5 septembre 2011

Les motu de Tubuai

Nous sommes 6 à la pension (dont 3 résidents de Papeete). Malgré la pluie de la nuit, le temps est superbe ce samedi matin, donc la sortie lagon avec pique-nique au motu est au programme. Nous piaffons d’impatience. Wilson calme la situation avec son proverbe préféré "toi tu as la montre, moi j’ai le temps… " Soit !
Wilson accroche le grand bateau au camion et nous allons au quai.
Le lagon a des couleurs bleues laiteuses vues nulle part ailleurs.Nous sommes seuls sur le motu et Wilson et ses deux aides préparent le déjeuner, pendant que nous découvrons les lieux, où flânons au soleil et dans l'eau cristalline. Je pars flâner autour du motu.
Les bénitiers sont énormes. Je trouve aussi de belles éponges couleur fluo.
Lire à l’ombre légère d’un cocotier, les pieds dans l’eau avec une Hinano bien fraîche, c’est ma position préférée sur un motu. Les heures s'écoulent très agréablement.
Nous quittons les lieux, laissant le motu à son calme paisible. En rentrant, Wilson nous conduit sur un grand banc de sable au milieu du lagon. Avant le cyclone Oli, (5 février 2010), on ne voyait que le sable. Depuis, les chaines de récif corallien fossile sont apparues.
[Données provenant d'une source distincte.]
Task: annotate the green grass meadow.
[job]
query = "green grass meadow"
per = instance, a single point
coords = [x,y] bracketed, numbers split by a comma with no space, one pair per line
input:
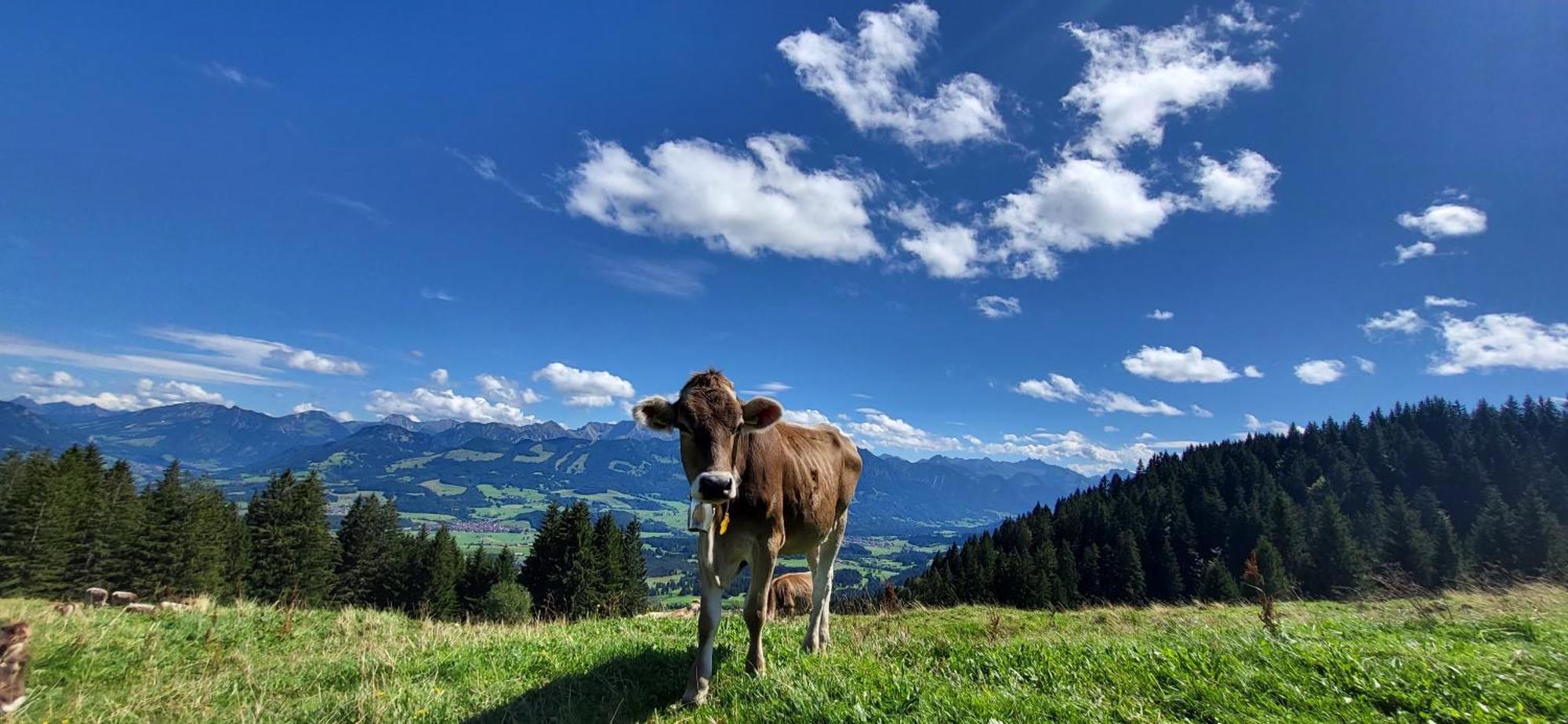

Ces traits de rochers sont plus rectilignes que des rails de chemin de fer. Nous baladons au milieu de nulle part entre ciel et eau. Nous rentrons. Wilson sort le bateau de l'eau. Nous rentrons à la pension, gorgés de soleil et satisfaits de cette belle journée.
Encore de nouvelles découvertes nous attendent le dimanche du retour.
A suivre.

3 commentaires:

Elisabeth05 a dit…

Une journée au motu : le rêve. Le bleu du lagon, celui du ciel...le silence (surtout le silence!) tout se mélange et on a l'impression d'être déconnecté de ce monde.
Voila pourquoi (entre autre) je suis tombée amoureuse de cette île.

Sylvie-Anne a dit…

Ia ora na Elisabeth. Ce n'est pas qu'une impression ! On est vraiment ailleurs sur un motu. Au paradis sans doute. Bises

Robert a dit…

Merci Sylvie Anne, par vos mots du précédent commentaire, vous m'avez fait enfin comprendre la raison de ma nostalgie de la Polynésie que j'ai connue il y a plus de 30 ans et qui m'a manquée toute ma vie après. Avec votre blog je la retrouve avec un tel bonheur. J'étais au paradis, malgré la bombe, mais au paradis quand même.
je suis en paix avec mes souvenirs grace à vous. Merci.